The other related bug is that because the PE copy is done in user
space, it is prone to VM deadlock.

The solution I've been testing has been to add a locked PE copy ioctl,
which locks the PE *safely*, copies it using kiobufs, and then updates
the LV maps all in one ioctl.  Doing the safe PE lock is a little
tricky since it requires that LVM track all IOs in transit so that it
can do a guaranteed flush of pending IOs, rather than the half-hearted
attempt that fsync_dev makes.

The patch is in two chunks.  One factors out the kiobuf bulk copy code
from the snapshot support, and the second implements the new ioctl.
It seems to work well in testing, and I haven't measured any
performance penalty from the new IO tracking.  However, that tracking
_will_ have some cost, because it basically cannot be done without
pushing a new buffer_head on top of each incoming one passing through
lvm_map.  There's a third patch involved which is just a backport of
2.5's mempool code, which is an efficient and deadlock-free way of
allocating the buffer_heads used to track the pending IOs.
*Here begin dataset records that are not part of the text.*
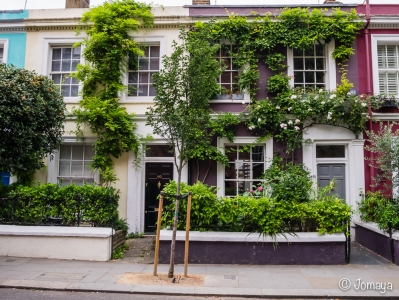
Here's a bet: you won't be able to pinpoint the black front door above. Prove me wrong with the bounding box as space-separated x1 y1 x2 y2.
144 163 173 233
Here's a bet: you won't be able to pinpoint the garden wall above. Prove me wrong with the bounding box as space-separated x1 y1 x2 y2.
159 230 346 265
0 225 113 261
353 220 399 265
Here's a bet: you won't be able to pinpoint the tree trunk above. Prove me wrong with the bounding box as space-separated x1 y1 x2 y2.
168 166 182 278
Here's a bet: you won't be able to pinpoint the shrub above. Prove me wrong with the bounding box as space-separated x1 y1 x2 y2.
162 182 351 236
358 192 399 230
264 157 313 202
0 183 119 226
162 181 217 229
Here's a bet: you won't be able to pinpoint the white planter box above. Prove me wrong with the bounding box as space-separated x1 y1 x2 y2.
0 225 113 261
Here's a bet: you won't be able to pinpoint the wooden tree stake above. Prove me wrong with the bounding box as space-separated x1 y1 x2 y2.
184 192 191 277
153 191 164 276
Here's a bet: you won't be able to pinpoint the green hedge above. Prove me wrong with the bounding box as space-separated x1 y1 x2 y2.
359 192 399 231
0 184 119 226
162 181 351 236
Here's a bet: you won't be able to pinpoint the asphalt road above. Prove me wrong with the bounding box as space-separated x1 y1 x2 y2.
0 288 326 300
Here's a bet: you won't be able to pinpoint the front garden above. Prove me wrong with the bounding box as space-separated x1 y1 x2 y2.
159 158 352 264
163 158 351 236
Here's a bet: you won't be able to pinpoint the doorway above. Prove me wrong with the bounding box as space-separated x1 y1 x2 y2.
144 162 173 233
317 164 346 199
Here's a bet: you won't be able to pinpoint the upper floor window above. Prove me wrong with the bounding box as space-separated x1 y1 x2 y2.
216 45 240 98
0 38 8 63
377 45 399 95
50 47 81 97
58 144 94 186
293 44 327 88
224 145 265 196
128 45 161 97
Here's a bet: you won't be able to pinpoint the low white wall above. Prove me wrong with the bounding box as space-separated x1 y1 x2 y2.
160 229 346 243
0 225 113 261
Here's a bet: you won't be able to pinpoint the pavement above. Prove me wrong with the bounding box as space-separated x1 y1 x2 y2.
0 238 399 299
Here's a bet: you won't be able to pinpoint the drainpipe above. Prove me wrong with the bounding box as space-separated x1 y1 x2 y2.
364 0 375 192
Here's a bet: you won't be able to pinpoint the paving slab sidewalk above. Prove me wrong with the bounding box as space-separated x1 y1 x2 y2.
0 241 399 299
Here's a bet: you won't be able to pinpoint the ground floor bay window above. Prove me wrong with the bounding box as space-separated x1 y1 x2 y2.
217 137 273 197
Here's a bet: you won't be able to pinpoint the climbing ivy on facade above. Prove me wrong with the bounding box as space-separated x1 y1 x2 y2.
73 0 154 184
192 8 368 152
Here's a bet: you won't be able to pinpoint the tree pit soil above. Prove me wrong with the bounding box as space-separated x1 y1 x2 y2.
116 273 205 286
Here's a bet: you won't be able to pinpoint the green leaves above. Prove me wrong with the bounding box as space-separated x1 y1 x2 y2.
162 181 351 236
247 86 368 153
73 0 153 185
365 122 399 191
0 64 65 183
0 183 119 226
358 192 399 230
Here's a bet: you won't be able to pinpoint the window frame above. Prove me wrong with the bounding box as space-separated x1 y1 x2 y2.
217 137 273 197
0 38 8 64
209 41 251 104
371 34 399 97
119 36 167 104
41 37 85 104
47 137 100 184
287 40 337 90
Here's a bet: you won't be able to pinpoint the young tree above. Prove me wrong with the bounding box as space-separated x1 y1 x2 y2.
0 64 65 184
146 29 222 278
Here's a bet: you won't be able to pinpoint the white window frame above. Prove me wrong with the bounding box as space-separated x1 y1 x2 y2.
41 37 85 104
0 39 8 64
371 34 399 97
217 136 273 197
313 140 352 203
209 39 251 104
47 137 100 184
119 36 166 104
287 40 337 90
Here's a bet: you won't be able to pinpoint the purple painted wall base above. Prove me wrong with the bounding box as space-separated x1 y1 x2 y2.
159 241 345 265
355 224 399 265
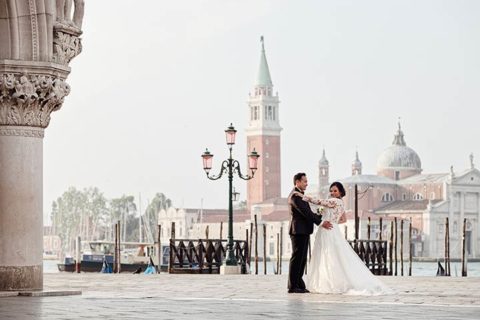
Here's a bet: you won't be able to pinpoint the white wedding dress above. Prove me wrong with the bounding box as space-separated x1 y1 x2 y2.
306 198 392 295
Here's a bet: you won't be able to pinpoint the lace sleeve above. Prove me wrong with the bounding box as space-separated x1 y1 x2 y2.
313 199 337 208
330 199 345 223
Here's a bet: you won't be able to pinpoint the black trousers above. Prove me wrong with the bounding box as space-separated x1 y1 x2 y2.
288 234 310 290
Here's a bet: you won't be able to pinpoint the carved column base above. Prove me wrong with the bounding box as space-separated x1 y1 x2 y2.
0 265 43 291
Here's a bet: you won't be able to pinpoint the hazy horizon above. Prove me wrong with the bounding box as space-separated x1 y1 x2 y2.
44 0 480 224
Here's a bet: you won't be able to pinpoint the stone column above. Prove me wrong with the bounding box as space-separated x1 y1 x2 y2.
0 60 70 290
0 0 83 291
472 193 480 258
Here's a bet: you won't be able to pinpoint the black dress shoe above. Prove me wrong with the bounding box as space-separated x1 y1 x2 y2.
288 288 305 293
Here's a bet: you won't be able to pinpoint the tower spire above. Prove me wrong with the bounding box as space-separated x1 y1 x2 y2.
255 36 273 87
352 149 362 176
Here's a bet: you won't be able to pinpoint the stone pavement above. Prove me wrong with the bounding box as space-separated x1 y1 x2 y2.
0 273 480 320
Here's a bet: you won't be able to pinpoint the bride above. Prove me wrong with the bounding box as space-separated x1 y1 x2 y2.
303 182 391 295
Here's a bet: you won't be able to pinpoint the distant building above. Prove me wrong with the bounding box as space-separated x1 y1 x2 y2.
311 125 480 258
159 37 480 259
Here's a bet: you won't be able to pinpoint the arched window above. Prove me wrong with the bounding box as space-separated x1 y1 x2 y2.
382 192 393 202
413 193 423 200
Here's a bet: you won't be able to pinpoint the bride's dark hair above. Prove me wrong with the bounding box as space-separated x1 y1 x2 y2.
328 181 347 198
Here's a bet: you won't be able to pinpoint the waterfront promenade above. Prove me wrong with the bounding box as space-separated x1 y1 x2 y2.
0 273 480 320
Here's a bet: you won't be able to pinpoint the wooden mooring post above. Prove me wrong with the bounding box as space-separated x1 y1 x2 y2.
246 229 251 273
275 233 280 274
263 223 267 274
408 217 414 276
393 217 398 275
278 226 283 274
157 224 163 273
400 219 403 277
254 215 258 274
117 220 122 273
378 217 383 241
462 218 467 277
445 217 450 276
388 221 393 275
168 222 175 273
75 236 82 273
113 223 118 273
248 222 253 266
367 217 372 240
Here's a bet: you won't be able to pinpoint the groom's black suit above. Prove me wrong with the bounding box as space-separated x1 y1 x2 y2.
288 188 322 292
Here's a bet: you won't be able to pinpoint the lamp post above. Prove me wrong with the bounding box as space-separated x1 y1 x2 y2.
202 124 260 266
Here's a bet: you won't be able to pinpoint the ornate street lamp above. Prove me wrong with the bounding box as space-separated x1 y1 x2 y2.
232 187 240 202
202 124 260 266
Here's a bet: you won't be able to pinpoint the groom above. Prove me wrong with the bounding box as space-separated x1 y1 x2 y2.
288 172 332 293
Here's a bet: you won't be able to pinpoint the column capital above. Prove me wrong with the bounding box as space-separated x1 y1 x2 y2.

I had a long exchange with Joe Thornber about all of this --- his
solution for LVM2 looks really solid (and incidentally requires the
same pushing of completion structs that I do in my LVM1 patch), so for
now I'm just looking for the minimal fix necessary to really cure the
bugs in LVM1.

The patches I'm using are at

	http://people.redhat.com/sct/patches/lvm/

They apply to our rawhide kernel, which is basically 2.4.18-ac3, and I
think they should apply to any 2.4.19 kernel.  One of the patches
brings in the important fixes from 1.0.3 into the Marcelo kernel (most
are already in 2.4, of course).  It probably won't apply directly to
CVS 1.0.3, because that and 2.4 have diverged quite a bit recently.

	lvm-1.0.3-pvmove.patch

is the user-space diff, and it tries quite hard to fall back from the
new ioctl to the old pvmove code if the ioctl doesn't seem to be
present (it caches that result and doesn't even try it the second
time).

Cheers,
 Stephen